Claudius Pappe / 04.05.2019

Das Handelsblatt mach in Politik und Klimaschutz. Die Achse in Wirtschaft und Börse. Schuster-Journalisten-bleibt bei euren Leisten.

Claudius Pappe / 04.05.2019

So kann man falsche Managerentscheidungen entschuldigen. Bayer hat ein toxisches Unternehmen zu einem deutlich überhöhtem Preis gekauft. Der Autor sollte sich besser informieren.

Werner Geiselhart / 04.05.2019

@Karla Kuhn. Sie dürfen halt die Unkrautvertilgungsmittel nicht essen. Selbst Salz ist giftig, wenn Sie mehr als ein paar Gramm davon verspeisen, mehr als drei Liter Wasser sind auch nicht gesund. Bei ordnungsgemäßer Anwendung ist Glyphosat das sicherste Herbizid, nach ein paar Monaten nicht mehr nachweisbar, da von Bakterien verarbeitet. Die Bauern sind natürlich daran interessiert, G. ordnungsgemäß, d.h. sparsam einzusetzen. Und jetzt der Hammer: Biobauern dürfen viel härtere Mittel einsetzen, z.B. Kupfersulfat, ein starkes Boden- und Gewässergift, welches unter sämtlichen Mikroorganismen radikal aufräumt. Die dürfen das übrigens einsetzen, weil es in der Natur vorkommt. Mit solch lächerlichen Ansätzen wird in der Bio-Landwirtschaft gearbeitet. Ein weiteres Beispiel sind Bt- oder Eisenpräparate, einfach mal googeln. Glyphosat ist mithin bei normaler Anwendung das ungefährlichste und umweltfreundlichste Herbizid überhaupt.

Julian Schneider / 04.05.2019

Ich finde es erstaunlich, wie viele Leser der Achse sogar der linksgrünen Propaganda aufgesessen sind. Versucht mal mit der Hacke ohne die Errungenschaften der modernen Chemie 8 Milliarden Menschen zu ernähren. Wollen wir wie im Mittelalter wieder Ernteausfälle haben, die zehntausende Menschen verhungern lassen? Mir geht diese grüne Weltfremdheit bei gleichzeitiger kompletter wissenschaftlicher Ahnungslosigkeit und beseeltem Weltverbesserungsdrang dermaßen auf den Zeiger. Das ist wohl die Pest unserer Zeit.

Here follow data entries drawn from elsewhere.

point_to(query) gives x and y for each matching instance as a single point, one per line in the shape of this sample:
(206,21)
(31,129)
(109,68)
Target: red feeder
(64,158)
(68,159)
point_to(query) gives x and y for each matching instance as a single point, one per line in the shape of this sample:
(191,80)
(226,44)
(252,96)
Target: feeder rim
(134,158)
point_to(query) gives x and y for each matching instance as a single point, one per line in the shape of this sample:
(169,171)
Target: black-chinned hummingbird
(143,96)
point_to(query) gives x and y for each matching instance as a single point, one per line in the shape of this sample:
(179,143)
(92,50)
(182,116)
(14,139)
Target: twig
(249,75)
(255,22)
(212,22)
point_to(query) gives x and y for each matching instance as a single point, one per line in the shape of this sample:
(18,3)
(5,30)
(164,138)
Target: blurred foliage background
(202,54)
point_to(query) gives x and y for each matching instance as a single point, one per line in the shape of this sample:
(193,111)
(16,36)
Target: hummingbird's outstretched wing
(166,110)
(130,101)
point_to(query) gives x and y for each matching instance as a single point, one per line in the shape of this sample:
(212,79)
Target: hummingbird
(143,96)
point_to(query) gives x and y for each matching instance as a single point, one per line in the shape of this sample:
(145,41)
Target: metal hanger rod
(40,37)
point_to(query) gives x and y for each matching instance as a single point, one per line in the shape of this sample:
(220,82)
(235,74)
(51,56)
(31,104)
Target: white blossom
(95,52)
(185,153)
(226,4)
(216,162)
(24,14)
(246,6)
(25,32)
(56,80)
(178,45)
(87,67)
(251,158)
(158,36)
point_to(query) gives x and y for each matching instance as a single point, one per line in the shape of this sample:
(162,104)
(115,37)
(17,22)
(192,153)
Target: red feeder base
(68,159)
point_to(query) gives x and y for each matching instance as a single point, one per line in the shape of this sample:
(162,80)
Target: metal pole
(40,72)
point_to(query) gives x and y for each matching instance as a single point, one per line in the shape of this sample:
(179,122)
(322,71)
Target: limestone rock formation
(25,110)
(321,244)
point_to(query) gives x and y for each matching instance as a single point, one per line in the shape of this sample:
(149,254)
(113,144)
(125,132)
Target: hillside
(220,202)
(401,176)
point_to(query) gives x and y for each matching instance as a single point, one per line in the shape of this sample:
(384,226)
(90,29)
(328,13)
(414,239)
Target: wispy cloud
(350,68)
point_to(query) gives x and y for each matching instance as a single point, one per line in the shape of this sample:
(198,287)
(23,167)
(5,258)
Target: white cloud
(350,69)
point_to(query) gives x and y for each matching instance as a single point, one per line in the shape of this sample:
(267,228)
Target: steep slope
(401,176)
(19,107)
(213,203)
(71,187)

Frank Volkmar / 04.05.2019

@sabine schönfeld “.....das muss man vermutlich nicht extra erklären, oder doch?” von Sabine Schönfeld Erklären Sie doch einmal, warum es immer noch Honig gibt bei stabilen Preisen, wenn es denn ein Bienensterben per se geben sollte ?

Micha Motzer / 04.05.2019

Karla Kuhn / “Glyphosat ist ein Unkrautvernichtungsmittel und die sind GESUNDHEITSSCHÄDLICH.” Sie sollen weder davon trinken noch darin baden. In erster Linie ist das Mittel “gesundheitsschädlich” für das Unkraut und daher wird es eben gegen jenes verwendet. Nagellack beispielsweise ist ebenfalls gesundheitsschädlich… “Ob Glyphosat krebserregend/krebserzeugend ist, wird sich wie bei vielen Krebsarten wahrscheinlich erst nach Jahren herausstellen. ” Glyphosat wird schon seit nunmehr Generationen in der Landwirtschaft als Unkrautvernichter verwendet und ist somit auch immer wieder Gegenstand von Untersuchungen, die abklären sollen, ob davon eine Gefahr für den Menschen besteht. Bislang ist das zu Verneinen.  Im Übrigen sind Krebserkrankung medizinisch nicht sicher einer einzigen Ursache zuzuschreiben, das wissen wir allerdings sicher. “Genauso ist es mit den Transfetten, die die Adern verstopfen, auch das dauert viele Jahre aber dann treten verheerende Folgen ein.” Das ist m. M. n. völlig haltlos, s.O. “Ich habe leider im Bekanntenkreis mehrere solcher Folgen erlebt, der harmloseste war eine Beinamputation.” Wenn eine Beinamputation das Harmloseste war, was gab es denn dann noch so? Hirnamputation? Das Anton Hofreiter “immerhin” ein abgeschlossenes Biologiestudium hat, ist für einen Grünen natürlich die Ausnahme, aber es befähigt ihn natürlich nicht, ihm ideologisch zuwiderlautende Studien zu diesem Thema als wissenschaftlich widerlegt zu erklären. Ich bin übrigens auch Laie, aber so kritisch sollte man sein, dass man Ideologie von Wissenschaft zu trennen weiß.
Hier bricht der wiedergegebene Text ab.